The vault’s fascination with superheroes continues. We inducted some high profile superheroes last week, but not all heroes are created equal. Today we’re dredging the mire in search of a more obscure defender.
Dr. Alec Holland (Ray Wise) has a crazy idea to create a plant with an animal’s instincts that will allow it to thrive in the harshest of conditions. It must not be too crazy since the government has hidden him and his sister Linda (Nannette Brown) deep in the swamp to conduct their experiments. Also lurking in the muck is a team of militants working for the evil Dr. Arcane (Louis Jourdan) who believes Holland’s work is the key to immortality. Shortly after replacement government employee Alice Cable (Adrienne Barbeau) arrives, the Hollands make an astounding breakthrough. Arcane and his crew quickly move in to steal the formula, but a laboratory accident leaves Holland for dead and Alice on the run with the last notebook of vital research. With Arcane’s men hot on her heels, Alice finds a protector in the massive and monstrous Swamp Thing (Dick Durock).

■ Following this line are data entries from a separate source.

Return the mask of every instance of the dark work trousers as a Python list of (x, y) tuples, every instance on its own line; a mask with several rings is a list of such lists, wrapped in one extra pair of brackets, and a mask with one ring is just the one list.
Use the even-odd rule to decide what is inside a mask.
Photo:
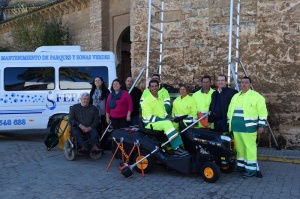
[(87, 146), (87, 143), (84, 142), (84, 136), (87, 134), (90, 136), (90, 141), (92, 146), (95, 144), (98, 144), (99, 142), (99, 134), (96, 130), (96, 128), (92, 128), (92, 130), (88, 133), (83, 133), (82, 130), (79, 127), (74, 128), (74, 136), (77, 140), (78, 147)]
[(131, 115), (130, 119), (130, 126), (139, 125), (139, 115)]
[(214, 121), (214, 129), (217, 132), (229, 132), (226, 119), (219, 119)]
[(126, 117), (121, 118), (110, 118), (111, 125), (113, 126), (113, 129), (120, 129), (129, 127), (129, 122), (127, 122)]

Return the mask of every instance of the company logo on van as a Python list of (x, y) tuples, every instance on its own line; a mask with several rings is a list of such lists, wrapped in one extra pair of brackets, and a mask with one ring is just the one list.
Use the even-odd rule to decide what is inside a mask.
[(79, 97), (77, 93), (64, 93), (64, 94), (52, 94), (50, 91), (47, 95), (47, 101), (46, 107), (49, 110), (54, 110), (57, 106), (58, 102), (72, 102), (72, 104), (75, 104), (79, 101)]
[(48, 106), (48, 104), (46, 104), (46, 107), (49, 110), (54, 110), (56, 108), (56, 102), (54, 100), (49, 99), (48, 95), (47, 95), (47, 101), (50, 102), (52, 104), (52, 106)]

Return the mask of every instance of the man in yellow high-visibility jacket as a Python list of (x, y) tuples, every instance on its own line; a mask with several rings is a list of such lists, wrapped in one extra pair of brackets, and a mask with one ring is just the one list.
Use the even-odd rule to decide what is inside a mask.
[[(214, 89), (210, 87), (211, 78), (208, 75), (204, 75), (201, 78), (201, 86), (202, 88), (193, 94), (193, 98), (196, 101), (197, 113), (206, 114), (209, 110), (209, 106), (211, 103), (211, 95), (215, 92)], [(209, 126), (204, 126), (201, 121), (199, 122), (200, 128), (209, 128)]]
[[(160, 75), (159, 74), (153, 74), (151, 77), (151, 80), (157, 80), (158, 83), (160, 83)], [(142, 104), (142, 102), (144, 101), (144, 99), (150, 95), (150, 89), (146, 88), (142, 94), (142, 97), (140, 99), (140, 104)], [(171, 113), (171, 98), (170, 98), (170, 94), (167, 91), (167, 89), (165, 89), (164, 87), (162, 87), (161, 84), (159, 84), (159, 89), (158, 89), (158, 96), (163, 99), (164, 101), (164, 106), (165, 109), (167, 111), (167, 113)]]
[(164, 101), (158, 96), (159, 83), (157, 80), (149, 82), (150, 95), (142, 102), (142, 116), (145, 128), (164, 131), (171, 143), (174, 154), (177, 156), (188, 155), (181, 146), (183, 144), (180, 135), (178, 135), (172, 125), (172, 116), (168, 115), (164, 107)]
[(227, 113), (236, 144), (237, 170), (244, 172), (244, 178), (256, 175), (257, 133), (264, 131), (268, 116), (265, 98), (251, 90), (251, 83), (249, 77), (242, 78), (241, 91), (231, 99)]

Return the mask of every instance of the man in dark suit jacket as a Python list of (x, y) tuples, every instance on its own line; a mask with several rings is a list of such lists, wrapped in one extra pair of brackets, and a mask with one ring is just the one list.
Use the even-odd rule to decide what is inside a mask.
[(219, 132), (228, 132), (227, 111), (231, 98), (237, 93), (237, 90), (229, 88), (226, 85), (227, 77), (218, 76), (218, 89), (212, 94), (209, 111), (211, 115), (208, 118), (209, 123), (214, 123), (214, 129)]
[(84, 153), (88, 151), (83, 135), (89, 134), (93, 152), (102, 152), (98, 148), (99, 134), (96, 127), (99, 125), (99, 110), (89, 104), (90, 94), (82, 93), (80, 97), (80, 104), (75, 104), (70, 109), (69, 120), (73, 127), (73, 133), (79, 146), (79, 152)]

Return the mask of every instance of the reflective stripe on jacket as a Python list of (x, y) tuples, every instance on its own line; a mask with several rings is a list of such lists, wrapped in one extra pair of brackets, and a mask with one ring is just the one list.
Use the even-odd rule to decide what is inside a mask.
[[(146, 88), (142, 94), (142, 97), (140, 99), (140, 104), (146, 99), (147, 96), (151, 94), (150, 90)], [(167, 112), (171, 111), (171, 99), (169, 92), (164, 88), (161, 87), (158, 90), (158, 97), (161, 98), (164, 101), (164, 106)]]
[(196, 102), (194, 98), (189, 95), (184, 98), (179, 96), (173, 101), (172, 116), (179, 117), (183, 115), (188, 115), (188, 117), (184, 119), (184, 122), (187, 124), (192, 123), (197, 118)]
[(243, 103), (244, 121), (247, 131), (255, 132), (258, 127), (264, 127), (268, 116), (265, 98), (254, 90), (248, 90), (245, 94), (242, 94), (242, 91), (240, 91), (231, 99), (227, 113), (229, 130), (231, 131), (231, 121), (236, 108), (236, 100), (240, 95), (245, 95), (247, 99)]
[(143, 100), (141, 107), (145, 126), (150, 122), (162, 121), (168, 115), (164, 101), (160, 97), (154, 97), (151, 93)]
[(193, 98), (196, 102), (197, 112), (203, 114), (207, 113), (211, 103), (211, 95), (216, 92), (214, 89), (210, 88), (208, 93), (204, 93), (203, 90), (199, 90), (193, 94)]

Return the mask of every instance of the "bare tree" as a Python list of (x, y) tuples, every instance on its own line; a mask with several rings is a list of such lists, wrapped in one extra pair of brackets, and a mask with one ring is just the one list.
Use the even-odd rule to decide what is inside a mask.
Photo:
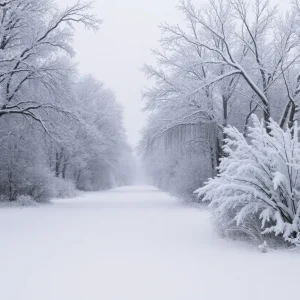
[[(221, 75), (212, 76), (199, 89), (242, 77), (268, 122), (271, 87), (299, 62), (296, 14), (278, 17), (268, 0), (255, 0), (253, 5), (245, 0), (212, 0), (201, 10), (188, 0), (181, 2), (181, 9), (190, 23), (197, 24), (197, 35), (179, 26), (164, 25), (168, 40), (205, 49), (207, 58), (199, 64), (224, 68)], [(276, 26), (278, 23), (280, 26)]]
[[(54, 101), (24, 99), (21, 92), (39, 84), (58, 99), (71, 67), (60, 58), (73, 54), (72, 25), (96, 30), (100, 21), (89, 13), (90, 3), (78, 1), (59, 11), (52, 1), (1, 1), (0, 9), (0, 117), (20, 114), (40, 122), (44, 110), (62, 111)], [(45, 127), (45, 126), (44, 126)]]

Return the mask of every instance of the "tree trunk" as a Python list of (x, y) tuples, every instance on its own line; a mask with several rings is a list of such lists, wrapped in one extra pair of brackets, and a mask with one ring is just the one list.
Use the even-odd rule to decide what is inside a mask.
[(287, 121), (287, 117), (288, 117), (288, 114), (289, 114), (291, 105), (292, 105), (292, 101), (289, 101), (289, 103), (288, 103), (287, 106), (285, 107), (283, 116), (282, 116), (281, 121), (280, 121), (280, 128), (283, 128), (284, 125), (285, 125), (285, 123), (286, 123), (286, 121)]
[(213, 145), (210, 145), (210, 159), (211, 159), (211, 174), (212, 177), (216, 176), (216, 169), (217, 169), (217, 164), (216, 164), (216, 154), (217, 150), (214, 149), (215, 147)]
[(79, 188), (79, 180), (81, 176), (81, 170), (78, 170), (77, 176), (76, 176), (76, 188)]
[(55, 154), (55, 176), (59, 177), (59, 169), (60, 169), (60, 157), (59, 153), (56, 151)]
[(67, 166), (68, 166), (68, 163), (65, 161), (65, 162), (64, 162), (64, 165), (63, 165), (63, 168), (62, 168), (62, 178), (63, 178), (63, 179), (66, 179), (66, 170), (67, 170)]
[(217, 158), (217, 166), (220, 165), (221, 158), (224, 157), (225, 153), (223, 151), (223, 146), (225, 146), (225, 139), (227, 137), (225, 133), (225, 128), (228, 126), (228, 101), (229, 99), (222, 95), (222, 102), (223, 102), (223, 128), (222, 128), (222, 141), (216, 136), (216, 158)]
[(296, 114), (296, 105), (295, 105), (294, 102), (292, 102), (292, 104), (291, 104), (291, 112), (290, 112), (289, 122), (288, 122), (289, 129), (291, 129), (294, 126), (295, 114)]
[(9, 201), (16, 200), (15, 191), (13, 188), (12, 172), (8, 174), (8, 199)]
[(269, 105), (264, 105), (264, 122), (265, 122), (265, 127), (266, 131), (268, 134), (270, 134), (271, 129), (269, 128), (269, 123), (270, 123), (270, 108)]
[[(225, 144), (225, 139), (226, 139), (226, 133), (224, 129), (228, 125), (228, 99), (224, 95), (222, 96), (223, 100), (223, 142), (222, 144)], [(222, 151), (223, 152), (223, 151)]]

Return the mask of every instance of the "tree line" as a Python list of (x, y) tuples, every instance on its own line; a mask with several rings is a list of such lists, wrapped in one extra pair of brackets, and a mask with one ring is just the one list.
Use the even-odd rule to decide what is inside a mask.
[(222, 234), (299, 245), (300, 2), (194, 2), (144, 66), (145, 165), (167, 191), (197, 189)]
[(3, 201), (45, 202), (131, 181), (122, 107), (103, 83), (76, 70), (76, 24), (98, 30), (90, 3), (0, 1)]

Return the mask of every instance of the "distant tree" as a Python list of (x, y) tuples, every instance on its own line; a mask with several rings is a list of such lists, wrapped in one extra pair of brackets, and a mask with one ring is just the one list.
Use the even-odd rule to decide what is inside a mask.
[(122, 124), (122, 108), (114, 94), (87, 76), (75, 84), (74, 96), (78, 120), (72, 128), (76, 145), (68, 142), (61, 148), (58, 172), (66, 176), (68, 168), (78, 187), (84, 189), (97, 190), (128, 182), (132, 169), (122, 160), (127, 155), (132, 162), (133, 156)]
[(128, 183), (122, 109), (72, 62), (73, 26), (100, 24), (90, 8), (0, 0), (1, 199), (45, 202)]

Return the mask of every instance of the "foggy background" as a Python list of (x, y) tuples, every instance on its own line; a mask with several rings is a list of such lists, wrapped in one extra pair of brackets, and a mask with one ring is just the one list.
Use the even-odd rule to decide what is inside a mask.
[[(60, 6), (73, 0), (61, 0)], [(195, 1), (195, 4), (205, 2)], [(288, 1), (272, 0), (280, 8)], [(159, 46), (159, 25), (180, 24), (179, 0), (94, 0), (93, 11), (103, 23), (98, 32), (76, 28), (74, 49), (79, 71), (92, 74), (114, 91), (124, 107), (128, 139), (136, 146), (147, 116), (143, 108), (142, 90), (149, 82), (140, 71), (155, 62), (151, 49)]]
[[(63, 0), (60, 5), (72, 2)], [(103, 20), (100, 30), (76, 28), (74, 49), (79, 70), (93, 74), (115, 92), (124, 106), (125, 127), (133, 146), (146, 119), (140, 110), (141, 90), (147, 81), (140, 69), (154, 62), (151, 49), (158, 47), (159, 24), (182, 19), (177, 4), (178, 0), (96, 0), (93, 11)]]

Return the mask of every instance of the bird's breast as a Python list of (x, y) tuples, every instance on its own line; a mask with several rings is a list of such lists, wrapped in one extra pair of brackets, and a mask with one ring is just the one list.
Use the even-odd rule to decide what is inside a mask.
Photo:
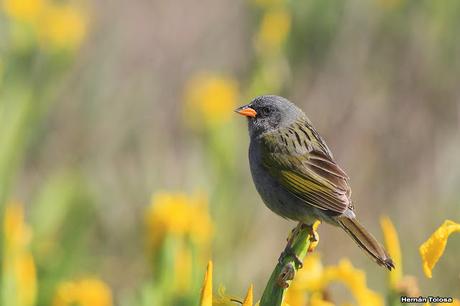
[(249, 165), (254, 185), (265, 205), (277, 215), (310, 223), (314, 208), (287, 192), (262, 164), (263, 147), (257, 141), (249, 146)]

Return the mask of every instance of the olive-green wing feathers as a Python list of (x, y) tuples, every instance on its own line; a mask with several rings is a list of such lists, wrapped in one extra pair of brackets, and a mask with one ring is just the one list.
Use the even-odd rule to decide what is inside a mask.
[(343, 213), (350, 206), (348, 177), (313, 128), (294, 125), (263, 143), (264, 167), (288, 192), (322, 210)]

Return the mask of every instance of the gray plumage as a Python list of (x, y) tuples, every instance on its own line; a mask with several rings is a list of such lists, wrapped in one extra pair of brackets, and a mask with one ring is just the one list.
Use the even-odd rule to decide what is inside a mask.
[(248, 116), (251, 174), (269, 209), (307, 225), (321, 220), (339, 226), (379, 265), (394, 268), (384, 248), (357, 221), (349, 178), (301, 109), (267, 95), (237, 112)]

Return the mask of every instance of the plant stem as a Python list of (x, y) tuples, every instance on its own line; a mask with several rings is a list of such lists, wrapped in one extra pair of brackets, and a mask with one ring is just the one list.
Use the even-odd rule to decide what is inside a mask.
[[(295, 237), (292, 237), (292, 251), (300, 261), (303, 262), (310, 246), (310, 229), (302, 228)], [(295, 263), (293, 256), (288, 255), (279, 262), (270, 276), (270, 280), (265, 287), (260, 306), (279, 306), (282, 305), (284, 295), (288, 290), (289, 284), (299, 267)]]

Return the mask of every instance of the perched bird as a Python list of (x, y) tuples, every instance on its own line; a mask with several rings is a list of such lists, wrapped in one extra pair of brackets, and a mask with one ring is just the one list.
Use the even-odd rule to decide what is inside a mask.
[[(377, 264), (394, 268), (385, 249), (356, 219), (349, 178), (302, 110), (267, 95), (235, 111), (248, 118), (251, 174), (269, 209), (301, 227), (311, 228), (316, 220), (339, 226)], [(292, 252), (289, 247), (288, 242), (282, 256)]]

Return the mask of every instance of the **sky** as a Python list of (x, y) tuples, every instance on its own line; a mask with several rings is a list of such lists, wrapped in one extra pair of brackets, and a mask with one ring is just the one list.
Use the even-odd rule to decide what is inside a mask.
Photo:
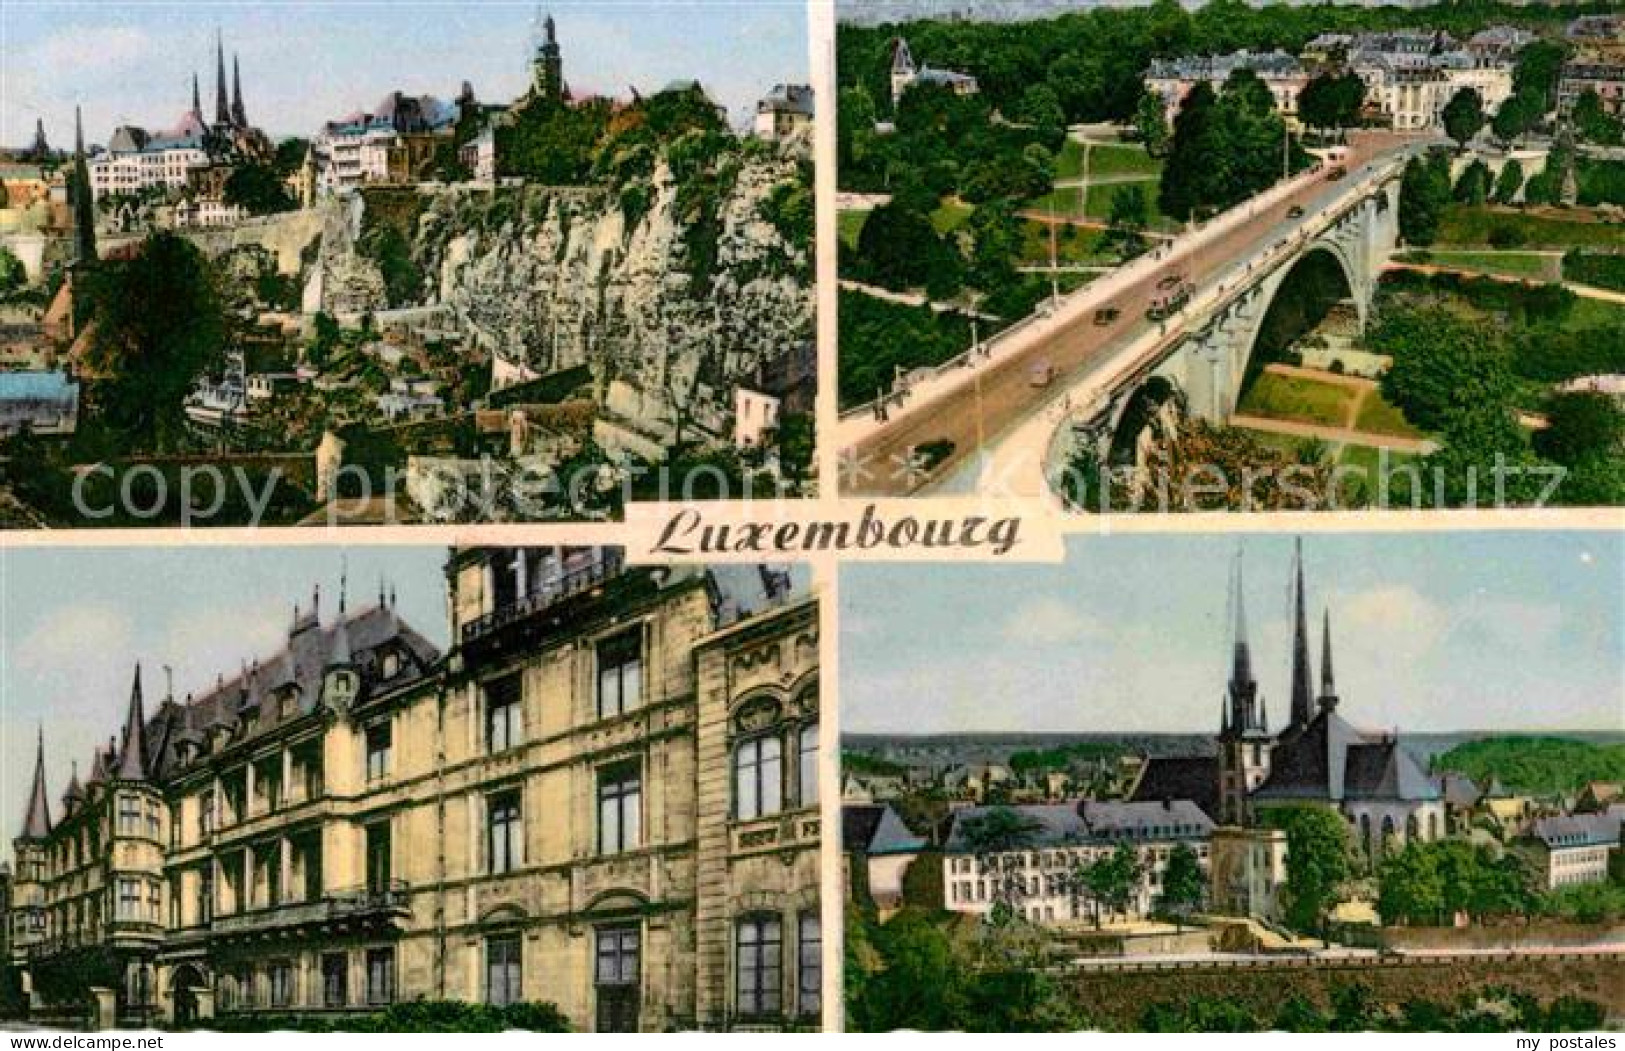
[[(1238, 545), (1279, 727), (1292, 543), (1087, 536), (1059, 566), (849, 564), (841, 729), (1214, 731)], [(1304, 561), (1315, 681), (1329, 605), (1339, 711), (1356, 726), (1625, 730), (1625, 534), (1322, 534)]]
[(576, 94), (625, 97), (698, 79), (737, 125), (782, 82), (808, 76), (805, 0), (256, 0), (238, 3), (61, 2), (0, 5), (0, 144), (53, 146), (113, 128), (174, 126), (191, 106), (214, 107), (215, 31), (227, 77), (241, 61), (249, 121), (273, 138), (309, 137), (323, 121), (372, 110), (390, 91), (507, 102), (530, 83), (537, 12), (558, 23), (564, 77)]
[[(174, 668), (175, 694), (201, 693), (217, 674), (281, 648), (294, 603), (321, 587), (324, 624), (378, 601), (382, 577), (396, 611), (437, 647), (448, 638), (443, 547), (0, 549), (0, 843), (21, 827), (45, 730), (46, 787), (60, 813), (69, 763), (89, 774), (92, 749), (123, 726), (136, 660), (150, 715)], [(0, 850), (0, 855), (9, 853)]]

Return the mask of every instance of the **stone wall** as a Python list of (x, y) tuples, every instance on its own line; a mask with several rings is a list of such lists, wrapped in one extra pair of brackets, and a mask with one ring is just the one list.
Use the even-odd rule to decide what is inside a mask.
[(1063, 983), (1098, 1024), (1133, 1029), (1156, 1003), (1198, 998), (1238, 1003), (1273, 1017), (1293, 996), (1322, 1008), (1333, 994), (1363, 985), (1378, 1001), (1454, 1003), (1464, 993), (1509, 988), (1550, 1002), (1579, 996), (1625, 1018), (1625, 952), (1385, 957), (1380, 960), (1265, 960), (1250, 965), (1141, 964), (1133, 969), (1077, 972)]

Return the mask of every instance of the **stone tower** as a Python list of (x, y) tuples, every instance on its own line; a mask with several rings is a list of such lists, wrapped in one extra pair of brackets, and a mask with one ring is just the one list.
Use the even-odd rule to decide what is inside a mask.
[(558, 30), (552, 15), (542, 20), (542, 41), (536, 46), (532, 77), (538, 98), (544, 102), (564, 101), (564, 55), (559, 49)]
[(90, 166), (85, 163), (85, 125), (78, 106), (73, 108), (73, 248), (76, 264), (96, 262), (96, 201)]
[(214, 122), (231, 126), (231, 103), (226, 98), (226, 44), (220, 30), (214, 31)]
[(1314, 686), (1309, 661), (1309, 622), (1303, 598), (1303, 541), (1297, 545), (1292, 591), (1292, 722), (1288, 733), (1298, 733), (1314, 718)]
[(237, 67), (237, 56), (231, 56), (231, 122), (239, 128), (248, 127), (248, 111), (243, 108), (243, 76)]

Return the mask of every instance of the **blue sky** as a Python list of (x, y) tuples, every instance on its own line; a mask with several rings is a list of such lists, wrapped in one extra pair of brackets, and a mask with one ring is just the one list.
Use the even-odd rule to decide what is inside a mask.
[[(1060, 566), (844, 567), (842, 730), (1214, 729), (1238, 543), (1280, 725), (1290, 536), (1087, 536)], [(1316, 660), (1329, 604), (1356, 725), (1625, 730), (1625, 536), (1323, 534), (1304, 551)]]
[(377, 601), (382, 576), (401, 618), (444, 647), (445, 561), (443, 547), (0, 549), (0, 842), (22, 820), (37, 729), (54, 816), (69, 761), (83, 778), (122, 726), (136, 659), (149, 713), (165, 664), (177, 696), (201, 692), (275, 653), (317, 584), (331, 623), (346, 567), (352, 610)]
[[(698, 79), (737, 123), (775, 83), (808, 80), (805, 0), (548, 0), (565, 80), (579, 93), (649, 93)], [(529, 83), (532, 0), (333, 0), (328, 3), (65, 3), (0, 6), (0, 143), (26, 145), (43, 117), (71, 146), (119, 124), (172, 126), (214, 106), (214, 34), (242, 63), (249, 119), (273, 136), (309, 136), (324, 120), (370, 110), (389, 91), (451, 98), (464, 80), (485, 101)], [(229, 69), (228, 69), (229, 77)]]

Thirty years since its release and I’ve finally gotten around to seeing the infamous Swamp Thing. Well, I’ve seen a version of it. The US release is rated PG, but considering what I saw features a naked Adrienne Barbeau bathing in the swamp for absolutely no reason and, because the titles are all in French, it’s a safe bet I saw the international version. There’s only two minutes difference between them, so let your penchant for female nudity be the deciding factor between them.
If you’re question is whether to bother seeing Swamp Thing at all, that’s a much tougher call. Written and directed by horror guru Wes Craven, he intended the film to showcase his skills in the action genre. Experiencing it thirty years past its prime, it’s hard not to view it as much more than a cheesy concept taking itself too seriously.
From a distance Swamp Thing looks impressive, however closeups reveal buckling in the suit which belie this. It’s not the fault of prosthetic creator Bill Munns; as I’ve read he designed both the Swamp Thing and Arcane Monster suits to fit men of statures different than those hired for the roles and, with limited time for refits, he did what he could. Based on Craven’s use of several shots multiple times and other discrepancies, I’m guessing the suits weren’t the only issues that troubled production.
The story’s plot is crammed into the first twenty minutes and, if you aren’t paying attention, things will make absolutely no sense. Alec and Alice have too little time to let their romantic spark ignite and the influx of side characters make it confusing as to their purpose (which, by the way, is to die). It’s easy to follow that Ferret and Bruno are the big bad thugs because that’s what actors David Hess and Nicholas Worth are best known for. I absolutely love Ray Wise as Alec and Adrienne Barbeau plays Alice as one tough dame, but the unforgettable performance comes from Reggie Batts as Jude who dishes out the smart aleck dialogue while on the lam with Alice.
Am I glad I’ve seen Swamp Thing? Yes, but I can’t say that I’d revisit it often, or even rarely. It has its moments, Swamp Thing seizing and ramming the militants with their own boat is a highlight, but the film is too murky to shine.